Sonra hiç hesapta olmayan bir şey oluyor ve hayvanlar genetik sebeplerden hastalanarak ölmeye başlayınca sayı yeniden düşmeye başlıyor.

Hastalığın erken teşhisi gerekiyor bu aşamada bize ulaştılar. Hayvanların gelip geçiş yaptıkları yerleri takip etmek istediklerini söylediler. Ayrıca hayvanlara müdahale etmek için bir kapan sistemi var onun uzaktan takip ve kontrolü için bir sistem kurduk oraya.

Enerji yok, kablo sistemi yok. 50 km mesafe var ve oraya bir sistem kurduk ve o sistem yaklaşık 10 yıldır çalışıyor.
Bizim işimiz birçok komponenti bir araya getirip iş yapıyoruz.

Fiber optik kablo döşeme işini de yapıyoruz.

“Türk Telekom’la çalışıyoruz”

Türk Telekom’un Ümit Köy’deki veri merkezinin hem kamera hem kartlı sistemini turnikeleri ile beraber biz yaptık. Ulus’taki merkez binanın da sistemini biz yaptık.

Türk Telekom 2011’de Türkiye çapında ihaleye çıktılar. O ihaleyi biz aldık. Her il kendisini yönetecek, kendisini izleyecek, bölge müdürlükleri bağlı oldukları illeri izleyecek, Genel Müdürlük de bütün bölgeleri izleyecek.
2011’de kimsenin yapamadığı bir işti. Şu anda bütün Türkiye’deki Telekom’un bütün binalı ki 2000 bina vardır, kamerası ve kartlı geçişi bizde.

Cumhurbaşkanlığını yaptık, Çankaya Köşkü’nü.

Emniyetin işlerini yaptık, Jandarma’nın Güvercinlik’teki depolarını yaptık, Mahmut Şahin Kışlası var orayı biz yaptık.
FNSS’in hem kartlı sistemini hem kamera sistemini biz kurduk.

“Asıl olan müşteri memnuniyeti”

Müşteri memnuniyeti biz de önemli. Bunun da 2 yolu var herkesin bildiği işini iyi yapacaksın, işimizi hakikaten iyi yapmaya çalışıyoruz, ikincisi de çalıştırdığımız elemanlar da sirkülasyon çok azdır. Bir müşteri karşısında hep aynı kişiyi gördüğü vakit bu şirkete karşı güven duygusuna sahip oluyor.

“15 Temmuz akşamı bizim iki müşterimiz görüntüleri anında çıkartabildiler”

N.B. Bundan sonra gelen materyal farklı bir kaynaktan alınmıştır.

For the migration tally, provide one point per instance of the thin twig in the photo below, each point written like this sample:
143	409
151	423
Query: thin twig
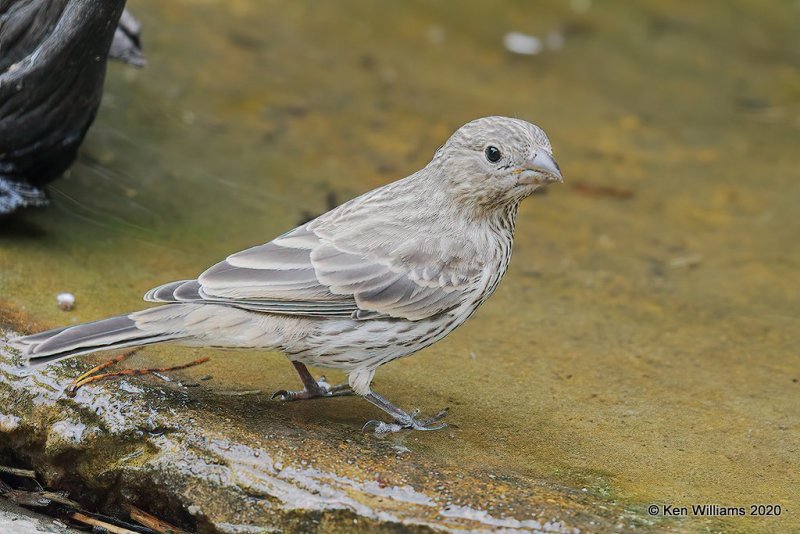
151	521
86	520
131	372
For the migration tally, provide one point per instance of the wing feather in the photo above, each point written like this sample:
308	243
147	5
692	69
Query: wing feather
301	273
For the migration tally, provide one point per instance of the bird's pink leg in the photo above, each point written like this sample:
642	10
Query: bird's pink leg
312	388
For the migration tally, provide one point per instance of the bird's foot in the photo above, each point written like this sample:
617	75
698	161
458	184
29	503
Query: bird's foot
313	390
409	421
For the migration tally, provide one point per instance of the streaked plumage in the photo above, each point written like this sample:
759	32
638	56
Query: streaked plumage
375	279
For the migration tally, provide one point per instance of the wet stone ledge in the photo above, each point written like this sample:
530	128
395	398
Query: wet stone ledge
194	457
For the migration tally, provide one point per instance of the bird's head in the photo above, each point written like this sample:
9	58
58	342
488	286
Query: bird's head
494	162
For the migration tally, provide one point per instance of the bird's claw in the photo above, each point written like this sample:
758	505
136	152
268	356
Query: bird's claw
431	423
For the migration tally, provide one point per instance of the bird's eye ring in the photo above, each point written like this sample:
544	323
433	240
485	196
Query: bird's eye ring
493	154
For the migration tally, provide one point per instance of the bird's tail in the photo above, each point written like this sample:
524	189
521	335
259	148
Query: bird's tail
115	333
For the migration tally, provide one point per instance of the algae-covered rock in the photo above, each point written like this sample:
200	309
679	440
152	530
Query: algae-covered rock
196	458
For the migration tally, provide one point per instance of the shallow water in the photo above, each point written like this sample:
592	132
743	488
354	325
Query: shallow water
644	344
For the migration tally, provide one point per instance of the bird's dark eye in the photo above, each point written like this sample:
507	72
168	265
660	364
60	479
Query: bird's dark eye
493	154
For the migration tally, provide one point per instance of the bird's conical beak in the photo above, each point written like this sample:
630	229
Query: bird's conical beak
540	169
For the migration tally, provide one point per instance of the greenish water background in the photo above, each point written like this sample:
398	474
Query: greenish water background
643	348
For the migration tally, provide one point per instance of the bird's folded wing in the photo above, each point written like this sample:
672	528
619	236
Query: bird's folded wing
302	274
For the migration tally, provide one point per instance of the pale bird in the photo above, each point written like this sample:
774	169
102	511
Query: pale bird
378	278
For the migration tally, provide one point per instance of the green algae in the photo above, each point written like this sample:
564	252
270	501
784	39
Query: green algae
642	348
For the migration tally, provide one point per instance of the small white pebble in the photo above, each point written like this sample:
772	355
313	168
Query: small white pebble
520	43
554	40
66	301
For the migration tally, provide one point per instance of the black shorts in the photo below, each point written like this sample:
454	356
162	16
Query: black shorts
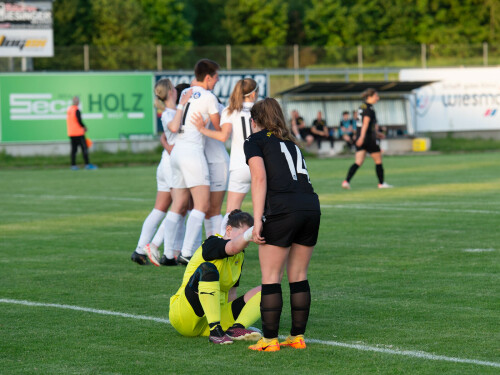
300	227
371	147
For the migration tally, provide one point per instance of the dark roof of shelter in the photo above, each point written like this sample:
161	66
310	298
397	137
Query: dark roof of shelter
322	88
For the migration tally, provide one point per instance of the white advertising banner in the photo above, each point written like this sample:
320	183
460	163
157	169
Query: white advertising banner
26	29
26	43
461	99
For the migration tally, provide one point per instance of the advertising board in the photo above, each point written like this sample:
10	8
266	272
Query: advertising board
33	106
460	99
26	29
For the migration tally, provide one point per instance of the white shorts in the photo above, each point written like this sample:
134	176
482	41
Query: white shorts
219	173
240	180
189	167
163	175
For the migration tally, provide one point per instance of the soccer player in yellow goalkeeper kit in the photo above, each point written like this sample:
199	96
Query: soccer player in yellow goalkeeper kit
206	303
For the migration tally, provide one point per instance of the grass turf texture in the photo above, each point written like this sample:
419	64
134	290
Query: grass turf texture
389	271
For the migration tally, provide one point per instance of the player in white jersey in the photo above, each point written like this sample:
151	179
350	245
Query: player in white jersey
218	166
235	121
166	96
190	176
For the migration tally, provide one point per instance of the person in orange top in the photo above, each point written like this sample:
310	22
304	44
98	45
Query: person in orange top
76	133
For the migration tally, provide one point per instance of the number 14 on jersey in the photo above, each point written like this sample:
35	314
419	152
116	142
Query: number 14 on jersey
300	160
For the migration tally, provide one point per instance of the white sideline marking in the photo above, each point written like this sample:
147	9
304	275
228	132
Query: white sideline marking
408	208
366	348
478	250
78	197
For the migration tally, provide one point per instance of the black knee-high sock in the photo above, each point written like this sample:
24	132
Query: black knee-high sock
351	172
300	303
380	173
271	304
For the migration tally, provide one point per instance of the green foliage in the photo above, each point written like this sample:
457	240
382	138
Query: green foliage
257	22
276	22
451	144
166	22
73	22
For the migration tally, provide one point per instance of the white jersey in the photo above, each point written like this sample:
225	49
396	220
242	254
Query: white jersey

Türk Telekom ve Muhafız Alayı’nda da bizim sistemler vardı. 15 Temmuz akşamı görüntüler istendiğin de bu iki müşterimiz görüntüler istendiğinde anında çıkartabildiler sistemden ve bunları koruma altına da alabildiler. Bu o gün için iyi bir başarı çünkü herkes görüntüyü çıkartamadı.”